Sebagai tambahan, Allah juga telah menjamin dalam QS. Al-Insyirah ayat 5-6 bahwa bersama kesulitan pastilah ada kemudahan. Secara gramatikal, kalimat tersebut bahkan disebut dua kali dengan penyebutan kata kesulitan (ٱلْعُسْر) secara ma’rifat atau bersifat khusus/terbatas, sedangkan kemudahan (يُسْرًا) dinyatakan secara nakirah (umum) yang menunjukkan bahwa ia tak terbilang.
Baca juga Korona dan Keselamatan Bangsa
Artinya Allah menjamin bahwa satu kesulitan akan selalu diiringi dengan berbagai macam kemudahan, sehingga manusia hanya wajib untuk terus berusaha dan bersabar, alih-alih merutuki keadaan.
فَإِنَّ مَعَ ٱلْعُسْرِ يُسْرًا . إِنَّ مَعَ ٱلْعُسْرِ يُسْرًا
“Karena sesungguhnya bersama kesulitan itu ada kemudahan.
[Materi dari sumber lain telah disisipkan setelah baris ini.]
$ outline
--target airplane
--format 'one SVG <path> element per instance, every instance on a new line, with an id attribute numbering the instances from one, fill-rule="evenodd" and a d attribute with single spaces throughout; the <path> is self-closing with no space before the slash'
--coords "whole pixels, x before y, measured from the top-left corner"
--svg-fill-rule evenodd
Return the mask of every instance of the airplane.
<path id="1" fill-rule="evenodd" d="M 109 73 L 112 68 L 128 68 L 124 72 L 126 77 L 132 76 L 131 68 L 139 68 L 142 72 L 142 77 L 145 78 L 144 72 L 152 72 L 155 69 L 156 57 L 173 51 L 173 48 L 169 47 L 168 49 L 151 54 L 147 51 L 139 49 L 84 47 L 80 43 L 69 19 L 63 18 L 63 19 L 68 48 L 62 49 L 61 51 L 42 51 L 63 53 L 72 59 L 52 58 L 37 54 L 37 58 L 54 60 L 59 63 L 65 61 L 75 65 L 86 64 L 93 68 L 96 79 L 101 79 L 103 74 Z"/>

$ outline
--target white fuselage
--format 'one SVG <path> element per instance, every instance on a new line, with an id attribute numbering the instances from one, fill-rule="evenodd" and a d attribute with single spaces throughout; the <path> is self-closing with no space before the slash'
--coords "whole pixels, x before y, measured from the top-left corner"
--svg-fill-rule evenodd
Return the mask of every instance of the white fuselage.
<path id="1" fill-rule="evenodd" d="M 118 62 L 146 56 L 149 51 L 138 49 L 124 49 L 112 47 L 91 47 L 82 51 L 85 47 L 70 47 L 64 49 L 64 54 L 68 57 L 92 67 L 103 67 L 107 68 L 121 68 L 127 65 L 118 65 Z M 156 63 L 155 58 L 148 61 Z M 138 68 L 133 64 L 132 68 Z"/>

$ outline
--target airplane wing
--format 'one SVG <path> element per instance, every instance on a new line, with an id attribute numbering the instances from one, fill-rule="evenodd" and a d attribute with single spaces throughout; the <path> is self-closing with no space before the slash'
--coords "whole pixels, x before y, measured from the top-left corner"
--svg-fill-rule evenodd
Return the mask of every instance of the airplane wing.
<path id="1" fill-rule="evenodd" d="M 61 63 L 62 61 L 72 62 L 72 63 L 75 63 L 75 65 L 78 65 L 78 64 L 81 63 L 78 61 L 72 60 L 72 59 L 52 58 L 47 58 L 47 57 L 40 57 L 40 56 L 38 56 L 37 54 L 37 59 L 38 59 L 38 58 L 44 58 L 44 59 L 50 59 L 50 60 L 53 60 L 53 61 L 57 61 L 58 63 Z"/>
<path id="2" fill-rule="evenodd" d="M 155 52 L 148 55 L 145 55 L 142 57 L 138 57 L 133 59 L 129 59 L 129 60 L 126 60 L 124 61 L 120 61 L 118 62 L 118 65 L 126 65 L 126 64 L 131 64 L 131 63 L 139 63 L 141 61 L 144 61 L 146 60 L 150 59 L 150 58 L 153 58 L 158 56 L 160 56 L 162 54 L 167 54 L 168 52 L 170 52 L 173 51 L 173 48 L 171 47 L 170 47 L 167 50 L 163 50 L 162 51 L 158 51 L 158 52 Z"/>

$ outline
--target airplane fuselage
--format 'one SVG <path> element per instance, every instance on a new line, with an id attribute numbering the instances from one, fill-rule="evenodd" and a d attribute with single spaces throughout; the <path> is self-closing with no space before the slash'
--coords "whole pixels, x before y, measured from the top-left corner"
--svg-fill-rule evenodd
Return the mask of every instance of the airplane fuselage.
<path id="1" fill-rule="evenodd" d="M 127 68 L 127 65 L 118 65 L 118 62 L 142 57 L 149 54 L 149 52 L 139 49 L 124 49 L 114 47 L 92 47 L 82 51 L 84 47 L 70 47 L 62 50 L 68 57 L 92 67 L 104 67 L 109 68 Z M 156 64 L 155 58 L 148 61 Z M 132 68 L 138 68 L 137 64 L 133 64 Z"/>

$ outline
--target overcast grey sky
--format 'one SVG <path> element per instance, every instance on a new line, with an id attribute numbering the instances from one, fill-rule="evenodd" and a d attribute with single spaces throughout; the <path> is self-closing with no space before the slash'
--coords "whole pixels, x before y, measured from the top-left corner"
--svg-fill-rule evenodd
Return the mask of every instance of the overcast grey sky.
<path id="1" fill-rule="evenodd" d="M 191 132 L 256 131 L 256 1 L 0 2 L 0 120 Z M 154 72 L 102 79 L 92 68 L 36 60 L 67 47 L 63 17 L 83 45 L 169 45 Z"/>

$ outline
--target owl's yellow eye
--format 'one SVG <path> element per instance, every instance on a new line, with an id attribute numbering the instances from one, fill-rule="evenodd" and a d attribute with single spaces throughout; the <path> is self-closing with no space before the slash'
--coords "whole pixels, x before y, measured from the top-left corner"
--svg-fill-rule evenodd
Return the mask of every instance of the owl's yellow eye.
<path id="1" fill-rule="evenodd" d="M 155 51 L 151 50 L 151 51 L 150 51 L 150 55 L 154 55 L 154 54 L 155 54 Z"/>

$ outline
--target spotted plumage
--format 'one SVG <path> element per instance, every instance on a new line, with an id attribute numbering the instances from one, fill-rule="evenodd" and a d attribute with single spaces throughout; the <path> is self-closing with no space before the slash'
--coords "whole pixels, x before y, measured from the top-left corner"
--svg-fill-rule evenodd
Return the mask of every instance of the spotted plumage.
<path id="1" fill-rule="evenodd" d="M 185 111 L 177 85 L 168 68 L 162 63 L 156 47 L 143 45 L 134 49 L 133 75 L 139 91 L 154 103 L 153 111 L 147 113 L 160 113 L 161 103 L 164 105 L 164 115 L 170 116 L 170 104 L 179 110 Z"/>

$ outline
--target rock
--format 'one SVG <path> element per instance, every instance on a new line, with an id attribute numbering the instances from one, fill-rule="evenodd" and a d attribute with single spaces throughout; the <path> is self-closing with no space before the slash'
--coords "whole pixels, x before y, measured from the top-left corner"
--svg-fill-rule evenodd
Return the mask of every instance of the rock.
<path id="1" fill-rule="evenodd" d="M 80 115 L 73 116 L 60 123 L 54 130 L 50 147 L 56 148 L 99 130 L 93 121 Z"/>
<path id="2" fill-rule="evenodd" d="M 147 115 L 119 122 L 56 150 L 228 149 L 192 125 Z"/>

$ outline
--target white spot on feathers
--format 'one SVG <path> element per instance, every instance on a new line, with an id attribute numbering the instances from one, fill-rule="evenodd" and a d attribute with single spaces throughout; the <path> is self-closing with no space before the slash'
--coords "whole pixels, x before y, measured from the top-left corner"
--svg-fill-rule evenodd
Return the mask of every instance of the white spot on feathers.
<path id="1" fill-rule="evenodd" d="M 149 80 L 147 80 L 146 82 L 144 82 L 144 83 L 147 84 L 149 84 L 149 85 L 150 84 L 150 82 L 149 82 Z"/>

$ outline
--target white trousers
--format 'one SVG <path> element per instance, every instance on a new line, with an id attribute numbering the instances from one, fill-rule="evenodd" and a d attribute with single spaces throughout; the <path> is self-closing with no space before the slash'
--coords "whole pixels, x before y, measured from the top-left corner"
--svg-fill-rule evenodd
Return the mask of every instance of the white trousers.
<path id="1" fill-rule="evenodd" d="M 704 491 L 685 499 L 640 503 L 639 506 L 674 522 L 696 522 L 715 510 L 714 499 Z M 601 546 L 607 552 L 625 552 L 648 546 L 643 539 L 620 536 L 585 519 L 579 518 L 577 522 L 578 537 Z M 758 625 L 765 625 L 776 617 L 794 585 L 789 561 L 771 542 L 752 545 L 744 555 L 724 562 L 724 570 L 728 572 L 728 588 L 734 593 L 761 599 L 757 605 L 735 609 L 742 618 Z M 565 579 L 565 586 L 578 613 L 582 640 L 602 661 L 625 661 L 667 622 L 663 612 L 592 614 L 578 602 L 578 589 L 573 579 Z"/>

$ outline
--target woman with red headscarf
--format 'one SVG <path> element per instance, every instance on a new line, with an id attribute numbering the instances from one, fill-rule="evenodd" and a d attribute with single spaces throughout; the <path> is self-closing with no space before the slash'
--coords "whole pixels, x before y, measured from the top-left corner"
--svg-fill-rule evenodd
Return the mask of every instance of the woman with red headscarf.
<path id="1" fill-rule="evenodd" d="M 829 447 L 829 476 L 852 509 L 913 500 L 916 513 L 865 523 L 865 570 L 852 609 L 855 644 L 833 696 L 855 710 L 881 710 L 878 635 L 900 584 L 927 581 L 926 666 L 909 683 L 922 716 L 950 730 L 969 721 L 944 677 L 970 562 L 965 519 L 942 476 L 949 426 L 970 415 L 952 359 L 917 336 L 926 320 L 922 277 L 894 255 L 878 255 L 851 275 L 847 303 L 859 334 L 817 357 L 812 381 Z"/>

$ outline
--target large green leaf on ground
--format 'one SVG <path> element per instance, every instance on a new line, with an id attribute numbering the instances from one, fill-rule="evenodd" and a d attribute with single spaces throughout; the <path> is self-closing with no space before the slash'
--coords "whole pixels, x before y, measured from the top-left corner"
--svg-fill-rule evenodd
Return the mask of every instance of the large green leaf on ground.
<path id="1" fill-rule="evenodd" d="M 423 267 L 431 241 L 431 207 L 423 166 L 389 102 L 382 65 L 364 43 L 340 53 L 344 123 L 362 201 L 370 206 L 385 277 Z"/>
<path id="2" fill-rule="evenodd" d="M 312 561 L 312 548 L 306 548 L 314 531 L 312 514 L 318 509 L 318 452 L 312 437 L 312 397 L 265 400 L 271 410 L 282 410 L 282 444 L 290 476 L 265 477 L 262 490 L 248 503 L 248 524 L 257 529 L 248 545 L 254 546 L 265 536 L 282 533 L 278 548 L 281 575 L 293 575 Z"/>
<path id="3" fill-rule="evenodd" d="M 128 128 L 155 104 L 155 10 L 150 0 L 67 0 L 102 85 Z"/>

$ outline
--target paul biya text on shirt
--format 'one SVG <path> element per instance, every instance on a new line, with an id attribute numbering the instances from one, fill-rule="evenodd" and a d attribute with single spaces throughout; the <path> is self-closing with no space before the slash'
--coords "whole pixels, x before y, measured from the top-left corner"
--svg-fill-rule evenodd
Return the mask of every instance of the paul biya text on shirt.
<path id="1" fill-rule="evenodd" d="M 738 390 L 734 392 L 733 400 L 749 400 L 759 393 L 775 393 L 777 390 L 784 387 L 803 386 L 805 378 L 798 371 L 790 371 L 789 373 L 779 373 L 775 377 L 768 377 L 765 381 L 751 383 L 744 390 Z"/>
Sesungguhnya bersama kesulitan itu ada kemudahan” (QS. Al-Insyirah: 5-6).
Kita belajar dari penyintas terorisme yang telah menunjukkan bagaimana mereka mensyukuri nikmat Allah SWT dengan terus bersikap tangguh ketika keputusasaan mungkin sudah ada di depan mata. Manusia mungkin memang tidak diberikan opsi untuk mati, tapi memilih untuk terus berusaha dan bertahan adalah wujud syukur manusia kepada Allah atas nikmat imdaad yang diberikan.